By using a cloud service to crack encryption, companies can benefit from the latest technologies, such as computing systems built from large clusters of specialized hardware. While many companies could build their own systems, cloud services are an inexpensive way to test security and make a point, says Olga Koksharova, marketing director for Elcomsoft, a Russian provider of encryption-cracking software.
Custom built crypto-breaking systems can require "big networks or good hardware accelerators to make it really fast," she says. "These things can be available to a company or a governmental structure, but not to an average person."
[ An assault on one Internet infrastructure provider shows that companies have to pay attention to how their security services are locked down and how the credentials for those services can be recovered. See Attackers Turn Password Recovery Into Backdoor .]
CloudCracker has an easy-to-use front end that allows users to queue up jobs for the system at $17 each. On the back end, the system uses a cluster of field-programmable logic arrays (FPGAs) -- integrated circuits that can be reconfigured for each application -- to crank through 18 billion keys per second. At that speed, breaking an MS-CHAPv2 session takes less than half a day on average. The system is hosted by Pico Computing, a company that builds FPGA systems for encryption applications.
Other security researchers and hacking groups have put similar -- if less user-friendly -- systems online, such as Shmoo's precomputed rainbow tables, which allow fast dictionary attacks and John the Ripper, a popular password cracking program. Using a service is not always best, says Alexander Peslyak, founder of Openwall, the developer of John the Ripper.
"In some cases -- especially with free services -- [a drawback is the] lack of assurance and/or information on what exact categories of passwords have been tested," says Peslyak, well-known online as Solar Designer.

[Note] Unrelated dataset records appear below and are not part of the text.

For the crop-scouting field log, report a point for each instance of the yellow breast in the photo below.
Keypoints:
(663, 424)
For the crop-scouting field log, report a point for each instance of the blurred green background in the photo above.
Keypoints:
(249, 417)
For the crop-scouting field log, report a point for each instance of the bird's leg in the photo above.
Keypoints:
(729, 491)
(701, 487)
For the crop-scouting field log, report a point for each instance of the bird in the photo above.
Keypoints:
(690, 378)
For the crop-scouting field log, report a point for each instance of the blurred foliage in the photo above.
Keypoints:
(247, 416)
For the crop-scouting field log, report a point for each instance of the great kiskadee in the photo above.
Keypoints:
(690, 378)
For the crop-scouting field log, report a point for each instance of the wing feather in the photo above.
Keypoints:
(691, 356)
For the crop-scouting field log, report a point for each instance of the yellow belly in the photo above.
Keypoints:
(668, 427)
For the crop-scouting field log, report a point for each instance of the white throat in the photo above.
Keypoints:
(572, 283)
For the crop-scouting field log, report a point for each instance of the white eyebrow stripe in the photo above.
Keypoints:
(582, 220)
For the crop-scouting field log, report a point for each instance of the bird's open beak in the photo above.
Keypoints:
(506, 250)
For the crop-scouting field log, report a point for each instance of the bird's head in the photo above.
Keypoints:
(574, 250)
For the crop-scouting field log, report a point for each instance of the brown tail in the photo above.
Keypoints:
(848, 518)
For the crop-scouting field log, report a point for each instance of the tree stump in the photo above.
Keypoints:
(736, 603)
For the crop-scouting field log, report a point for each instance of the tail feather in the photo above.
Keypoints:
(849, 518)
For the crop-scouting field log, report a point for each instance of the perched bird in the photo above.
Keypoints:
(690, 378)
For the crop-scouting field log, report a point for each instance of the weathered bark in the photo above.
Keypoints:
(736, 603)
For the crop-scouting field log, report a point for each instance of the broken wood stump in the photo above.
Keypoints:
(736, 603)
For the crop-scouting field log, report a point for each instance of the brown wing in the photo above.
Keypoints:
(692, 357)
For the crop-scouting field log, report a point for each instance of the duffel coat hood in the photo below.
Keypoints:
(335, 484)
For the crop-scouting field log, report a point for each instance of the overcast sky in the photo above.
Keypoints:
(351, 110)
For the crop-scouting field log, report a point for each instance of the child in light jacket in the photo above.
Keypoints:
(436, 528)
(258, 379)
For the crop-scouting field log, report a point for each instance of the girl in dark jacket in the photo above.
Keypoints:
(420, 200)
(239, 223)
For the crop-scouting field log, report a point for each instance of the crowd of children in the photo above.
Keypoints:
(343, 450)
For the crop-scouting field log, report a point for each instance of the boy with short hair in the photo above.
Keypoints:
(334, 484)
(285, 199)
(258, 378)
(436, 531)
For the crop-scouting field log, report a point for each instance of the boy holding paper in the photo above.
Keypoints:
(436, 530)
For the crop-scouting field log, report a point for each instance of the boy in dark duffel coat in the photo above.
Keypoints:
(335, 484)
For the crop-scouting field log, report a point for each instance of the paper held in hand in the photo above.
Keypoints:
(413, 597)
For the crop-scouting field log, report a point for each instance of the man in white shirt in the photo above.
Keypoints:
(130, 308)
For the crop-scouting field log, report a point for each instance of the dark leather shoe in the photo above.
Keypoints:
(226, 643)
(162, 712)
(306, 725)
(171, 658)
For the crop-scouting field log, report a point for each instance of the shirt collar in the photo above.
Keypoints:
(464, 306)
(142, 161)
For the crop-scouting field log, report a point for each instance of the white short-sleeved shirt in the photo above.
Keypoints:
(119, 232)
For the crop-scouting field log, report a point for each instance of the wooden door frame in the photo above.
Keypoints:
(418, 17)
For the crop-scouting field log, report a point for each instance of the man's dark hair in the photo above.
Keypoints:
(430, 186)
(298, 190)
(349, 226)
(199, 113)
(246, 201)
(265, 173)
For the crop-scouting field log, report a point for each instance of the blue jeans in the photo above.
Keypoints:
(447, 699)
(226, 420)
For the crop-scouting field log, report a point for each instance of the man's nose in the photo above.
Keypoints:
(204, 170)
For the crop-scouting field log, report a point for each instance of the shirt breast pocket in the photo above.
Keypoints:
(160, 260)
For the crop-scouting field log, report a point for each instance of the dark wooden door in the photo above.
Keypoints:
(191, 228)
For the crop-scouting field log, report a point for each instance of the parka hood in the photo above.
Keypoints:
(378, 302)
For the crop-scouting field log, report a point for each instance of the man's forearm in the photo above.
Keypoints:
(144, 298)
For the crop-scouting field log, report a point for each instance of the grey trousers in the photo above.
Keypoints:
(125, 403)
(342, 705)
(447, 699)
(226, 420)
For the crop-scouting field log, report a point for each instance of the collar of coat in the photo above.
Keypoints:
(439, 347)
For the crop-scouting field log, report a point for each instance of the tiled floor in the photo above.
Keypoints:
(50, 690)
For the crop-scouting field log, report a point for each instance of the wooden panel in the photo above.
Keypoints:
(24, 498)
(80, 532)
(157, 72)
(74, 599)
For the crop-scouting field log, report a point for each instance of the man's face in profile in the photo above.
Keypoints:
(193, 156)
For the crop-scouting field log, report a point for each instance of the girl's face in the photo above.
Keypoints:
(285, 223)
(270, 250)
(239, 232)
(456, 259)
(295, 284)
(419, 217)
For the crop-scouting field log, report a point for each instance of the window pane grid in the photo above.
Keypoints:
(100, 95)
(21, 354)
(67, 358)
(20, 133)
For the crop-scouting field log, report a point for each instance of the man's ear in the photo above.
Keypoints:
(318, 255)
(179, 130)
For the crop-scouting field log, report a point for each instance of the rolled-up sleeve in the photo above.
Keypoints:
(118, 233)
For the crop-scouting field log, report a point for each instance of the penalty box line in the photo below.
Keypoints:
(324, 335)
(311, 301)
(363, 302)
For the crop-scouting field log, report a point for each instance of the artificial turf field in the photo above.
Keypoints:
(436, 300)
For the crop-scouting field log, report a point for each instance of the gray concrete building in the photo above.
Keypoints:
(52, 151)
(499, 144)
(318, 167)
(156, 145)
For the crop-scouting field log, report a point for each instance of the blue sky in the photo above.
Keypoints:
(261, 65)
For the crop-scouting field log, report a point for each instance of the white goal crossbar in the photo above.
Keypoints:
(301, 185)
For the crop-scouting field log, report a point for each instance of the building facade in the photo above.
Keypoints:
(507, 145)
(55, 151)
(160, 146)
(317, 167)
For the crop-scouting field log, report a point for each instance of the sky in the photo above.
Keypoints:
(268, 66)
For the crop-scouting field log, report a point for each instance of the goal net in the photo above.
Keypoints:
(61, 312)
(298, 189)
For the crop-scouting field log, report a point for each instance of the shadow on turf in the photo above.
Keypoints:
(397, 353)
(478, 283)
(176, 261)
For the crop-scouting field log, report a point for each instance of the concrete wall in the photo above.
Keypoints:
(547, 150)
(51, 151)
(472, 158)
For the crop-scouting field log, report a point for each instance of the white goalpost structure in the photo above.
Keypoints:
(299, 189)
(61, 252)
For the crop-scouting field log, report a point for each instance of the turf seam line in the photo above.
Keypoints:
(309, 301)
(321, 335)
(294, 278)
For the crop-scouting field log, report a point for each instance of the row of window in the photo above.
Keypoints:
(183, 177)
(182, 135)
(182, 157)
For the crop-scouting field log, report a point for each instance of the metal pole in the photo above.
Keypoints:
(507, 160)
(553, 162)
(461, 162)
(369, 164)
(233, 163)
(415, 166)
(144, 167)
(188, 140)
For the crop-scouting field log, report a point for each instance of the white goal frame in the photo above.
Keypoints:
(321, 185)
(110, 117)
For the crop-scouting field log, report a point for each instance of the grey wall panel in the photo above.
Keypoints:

Finally, the perception that cloud services enable attackers to more easily crack passwords is not accurate, Elcomsoft's Koksharova says. Criminals are far more likely to attempt to socially engineer passwords from victims than use a password-cracking service, especially a for-pay service, she says.
"In reality, no real attacker will use password cracking to get access to restricted info, just because it's time-consuming and expensive," she says.